Her gece son yolcusunun hep aynı kişi olduğunu… ama yüzünün değiştiğini keşfeden şoför

Her gece son yolcusunun hep aynı kişi olduğunu… ama yüzünün değiştiğini keşfeden şoför

İstanbul, gece yarısı, sahte bir huzurun içinde yüzer gibiydi. Gri arabasının direksiyonunda oturan Emre, yorgun bir kalbin atışları gibi yansıyan trafik lambalarının ışıklarını ön camda izliyordu. Üç yıldır bir ulaşım uygulaması için çalışıyordu ama son aylarda tuhaf bir şey onu huzursuz etmeye başlamıştı: her geceki son yolcusu hep farklı biri oluyordu, evet… ama aynı zamanda, değildi.
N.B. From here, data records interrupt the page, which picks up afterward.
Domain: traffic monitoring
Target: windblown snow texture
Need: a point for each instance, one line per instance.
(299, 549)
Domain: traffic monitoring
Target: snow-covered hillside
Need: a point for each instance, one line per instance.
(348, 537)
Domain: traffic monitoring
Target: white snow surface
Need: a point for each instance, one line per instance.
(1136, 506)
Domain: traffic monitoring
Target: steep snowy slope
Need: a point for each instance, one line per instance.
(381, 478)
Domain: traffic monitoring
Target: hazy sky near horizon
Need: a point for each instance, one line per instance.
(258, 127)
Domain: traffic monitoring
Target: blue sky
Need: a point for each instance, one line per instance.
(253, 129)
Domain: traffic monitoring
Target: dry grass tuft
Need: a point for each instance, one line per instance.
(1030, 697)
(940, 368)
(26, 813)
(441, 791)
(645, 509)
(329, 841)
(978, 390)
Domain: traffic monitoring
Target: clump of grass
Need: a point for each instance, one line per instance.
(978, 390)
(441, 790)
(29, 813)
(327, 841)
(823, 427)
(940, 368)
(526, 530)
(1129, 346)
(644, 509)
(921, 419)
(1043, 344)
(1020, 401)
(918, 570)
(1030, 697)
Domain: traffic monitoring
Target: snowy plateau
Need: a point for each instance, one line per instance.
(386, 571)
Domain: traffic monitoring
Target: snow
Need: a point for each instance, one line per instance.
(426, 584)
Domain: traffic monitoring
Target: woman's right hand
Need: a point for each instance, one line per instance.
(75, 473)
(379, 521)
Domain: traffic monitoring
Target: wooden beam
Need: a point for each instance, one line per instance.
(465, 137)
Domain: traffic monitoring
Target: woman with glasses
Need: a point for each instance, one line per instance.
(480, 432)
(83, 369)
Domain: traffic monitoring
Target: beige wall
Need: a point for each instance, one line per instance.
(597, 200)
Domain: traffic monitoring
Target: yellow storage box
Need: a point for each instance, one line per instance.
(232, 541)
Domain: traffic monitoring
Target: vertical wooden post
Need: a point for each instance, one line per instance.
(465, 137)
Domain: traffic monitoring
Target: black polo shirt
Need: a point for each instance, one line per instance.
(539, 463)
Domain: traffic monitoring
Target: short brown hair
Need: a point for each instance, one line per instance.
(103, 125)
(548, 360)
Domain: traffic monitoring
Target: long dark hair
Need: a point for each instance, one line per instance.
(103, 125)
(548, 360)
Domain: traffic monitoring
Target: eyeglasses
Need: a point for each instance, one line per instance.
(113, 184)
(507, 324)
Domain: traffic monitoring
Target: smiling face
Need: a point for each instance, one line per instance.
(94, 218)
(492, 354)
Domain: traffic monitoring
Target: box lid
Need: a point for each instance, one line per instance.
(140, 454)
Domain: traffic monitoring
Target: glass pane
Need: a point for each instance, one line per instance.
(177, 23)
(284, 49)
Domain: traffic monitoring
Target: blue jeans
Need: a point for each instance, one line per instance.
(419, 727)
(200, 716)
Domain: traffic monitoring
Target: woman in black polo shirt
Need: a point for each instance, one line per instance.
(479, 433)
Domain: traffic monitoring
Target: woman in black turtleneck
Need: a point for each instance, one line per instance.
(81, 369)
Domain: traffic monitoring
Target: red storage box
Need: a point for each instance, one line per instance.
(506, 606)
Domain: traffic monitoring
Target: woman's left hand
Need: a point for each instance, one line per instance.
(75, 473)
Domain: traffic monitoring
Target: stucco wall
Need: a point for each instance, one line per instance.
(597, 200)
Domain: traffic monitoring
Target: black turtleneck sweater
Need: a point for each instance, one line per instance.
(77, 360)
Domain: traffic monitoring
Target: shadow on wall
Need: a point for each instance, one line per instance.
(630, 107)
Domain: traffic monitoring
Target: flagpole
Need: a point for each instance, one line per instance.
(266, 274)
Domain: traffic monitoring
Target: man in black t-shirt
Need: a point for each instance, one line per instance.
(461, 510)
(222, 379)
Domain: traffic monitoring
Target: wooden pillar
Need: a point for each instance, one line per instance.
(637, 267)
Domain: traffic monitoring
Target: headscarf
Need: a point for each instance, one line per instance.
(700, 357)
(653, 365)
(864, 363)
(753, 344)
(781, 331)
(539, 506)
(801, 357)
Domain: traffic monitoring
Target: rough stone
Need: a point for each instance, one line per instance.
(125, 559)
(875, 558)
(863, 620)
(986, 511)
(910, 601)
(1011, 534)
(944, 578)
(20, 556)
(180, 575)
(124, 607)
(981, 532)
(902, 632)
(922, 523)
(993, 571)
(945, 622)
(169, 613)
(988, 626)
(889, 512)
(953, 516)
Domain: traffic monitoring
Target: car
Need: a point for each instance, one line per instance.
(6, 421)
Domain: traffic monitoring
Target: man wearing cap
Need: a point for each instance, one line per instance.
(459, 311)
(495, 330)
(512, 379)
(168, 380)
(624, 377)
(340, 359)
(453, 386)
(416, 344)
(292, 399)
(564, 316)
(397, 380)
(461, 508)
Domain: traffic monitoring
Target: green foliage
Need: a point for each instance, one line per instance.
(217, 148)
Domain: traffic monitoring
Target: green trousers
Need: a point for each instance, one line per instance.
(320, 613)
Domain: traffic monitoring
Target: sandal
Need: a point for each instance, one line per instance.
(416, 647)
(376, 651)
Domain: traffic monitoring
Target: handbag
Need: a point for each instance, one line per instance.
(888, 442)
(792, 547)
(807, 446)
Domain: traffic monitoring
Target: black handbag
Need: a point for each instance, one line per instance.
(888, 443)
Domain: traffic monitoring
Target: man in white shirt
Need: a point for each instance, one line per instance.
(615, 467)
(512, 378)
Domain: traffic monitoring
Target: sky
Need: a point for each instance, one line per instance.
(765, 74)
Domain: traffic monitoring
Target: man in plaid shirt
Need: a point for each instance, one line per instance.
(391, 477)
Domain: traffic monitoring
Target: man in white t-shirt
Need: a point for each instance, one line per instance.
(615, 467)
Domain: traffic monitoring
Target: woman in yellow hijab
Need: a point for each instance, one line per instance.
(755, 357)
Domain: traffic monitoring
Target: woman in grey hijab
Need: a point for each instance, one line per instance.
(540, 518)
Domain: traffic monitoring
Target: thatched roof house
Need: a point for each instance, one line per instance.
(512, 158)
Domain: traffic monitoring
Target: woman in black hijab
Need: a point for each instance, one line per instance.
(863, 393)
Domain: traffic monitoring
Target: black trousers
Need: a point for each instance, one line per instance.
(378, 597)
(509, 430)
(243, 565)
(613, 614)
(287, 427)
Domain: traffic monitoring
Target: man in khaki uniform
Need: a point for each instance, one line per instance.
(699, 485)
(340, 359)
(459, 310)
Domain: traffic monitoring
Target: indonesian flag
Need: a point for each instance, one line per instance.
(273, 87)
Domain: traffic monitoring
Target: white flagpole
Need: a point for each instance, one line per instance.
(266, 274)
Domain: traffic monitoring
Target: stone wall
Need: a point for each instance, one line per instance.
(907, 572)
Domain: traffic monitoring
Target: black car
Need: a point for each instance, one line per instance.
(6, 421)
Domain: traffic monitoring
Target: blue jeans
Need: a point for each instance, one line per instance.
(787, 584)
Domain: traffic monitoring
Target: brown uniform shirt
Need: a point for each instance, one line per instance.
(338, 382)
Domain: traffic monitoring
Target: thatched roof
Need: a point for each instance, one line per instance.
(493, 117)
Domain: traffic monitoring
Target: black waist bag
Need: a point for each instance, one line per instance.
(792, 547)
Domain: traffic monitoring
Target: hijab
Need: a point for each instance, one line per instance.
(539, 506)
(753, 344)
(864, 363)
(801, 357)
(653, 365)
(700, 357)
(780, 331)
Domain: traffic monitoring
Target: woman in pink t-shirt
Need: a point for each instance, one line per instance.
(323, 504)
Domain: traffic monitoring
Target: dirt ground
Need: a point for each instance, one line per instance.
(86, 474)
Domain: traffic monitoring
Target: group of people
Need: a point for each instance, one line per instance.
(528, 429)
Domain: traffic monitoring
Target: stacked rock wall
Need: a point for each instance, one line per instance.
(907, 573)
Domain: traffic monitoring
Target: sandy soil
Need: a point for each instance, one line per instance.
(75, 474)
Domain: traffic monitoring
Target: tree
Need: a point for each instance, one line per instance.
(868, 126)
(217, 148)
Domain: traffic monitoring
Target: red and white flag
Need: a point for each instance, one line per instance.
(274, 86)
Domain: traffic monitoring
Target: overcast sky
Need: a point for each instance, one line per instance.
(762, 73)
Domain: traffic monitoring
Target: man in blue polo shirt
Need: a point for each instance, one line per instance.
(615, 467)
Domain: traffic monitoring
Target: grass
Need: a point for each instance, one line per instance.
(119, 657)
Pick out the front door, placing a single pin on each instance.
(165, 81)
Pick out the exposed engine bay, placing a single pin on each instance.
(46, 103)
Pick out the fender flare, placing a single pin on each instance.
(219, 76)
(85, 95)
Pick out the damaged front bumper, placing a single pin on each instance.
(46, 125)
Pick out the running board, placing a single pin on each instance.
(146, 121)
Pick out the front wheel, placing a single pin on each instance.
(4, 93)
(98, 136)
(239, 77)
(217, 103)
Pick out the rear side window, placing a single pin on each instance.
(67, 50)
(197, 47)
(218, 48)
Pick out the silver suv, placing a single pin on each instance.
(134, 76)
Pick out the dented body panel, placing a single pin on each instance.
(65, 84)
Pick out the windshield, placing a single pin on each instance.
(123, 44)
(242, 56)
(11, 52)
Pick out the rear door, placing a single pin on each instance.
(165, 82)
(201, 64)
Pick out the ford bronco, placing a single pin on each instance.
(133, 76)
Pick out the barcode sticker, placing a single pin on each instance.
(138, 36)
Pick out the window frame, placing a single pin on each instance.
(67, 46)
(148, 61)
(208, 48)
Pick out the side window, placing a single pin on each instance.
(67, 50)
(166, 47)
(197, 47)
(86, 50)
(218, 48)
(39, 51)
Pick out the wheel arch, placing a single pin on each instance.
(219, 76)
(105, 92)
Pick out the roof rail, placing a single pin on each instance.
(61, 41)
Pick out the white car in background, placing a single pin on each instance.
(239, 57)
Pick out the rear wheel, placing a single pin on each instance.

Her şey yağmurlu bir ocak gecesi başlamıştı. Uygulama, Kadıköy’ün ara sokaklarından birinde bir yolcu bildirimi gönderdi. Genç bir kadındı; siyah saçlı, kırmızı dudaklı, pahalı parfüm kokan bir pardösü giymişti. Az konuşuyordu ama bakışları insanın içini delip geçen türdendi.
—“Beni Karacaahmet Mezarlığı’na bırakabilir misin?” dedi doğrudan.
Emre şaşırdı. Gece saat ikide oraya gitmek isteyen biri nadirdi. Ama kabul etti. Yol boyunca kadın bir daha konuşmadı. Mezarlığa vardıklarında, nakit ödeyip hafifçe gülümsedi ve ana kapının gölgeleri arasında kayboldu.
Ertesi gece, aynı saatte, bir başka istek geldi. Aynı noktadan alınacak, aynı yere bırakılacak. Ama bu kez bir erkekti: uzun boylu, sakallı, gri atkılı. İlginç olan, sesinin tonu, camdan dışarı bakış şekli, hatta ellerinin titremesi bile bir önceki kadına birebir benziyordu.
Ve böyle başladı. Her gece farklı biri — bastonlu bir yaşlı kadın, kulaklık takan bir genç, hamile bir kadın, takım elbiseli bir adam… Hepsi aynı sessizlikte, ay ışığına bakan aynı gözlerle, ve aynı tonda adını söyleyerek vedalaşıyordu: “Teşekkürler, Emre.”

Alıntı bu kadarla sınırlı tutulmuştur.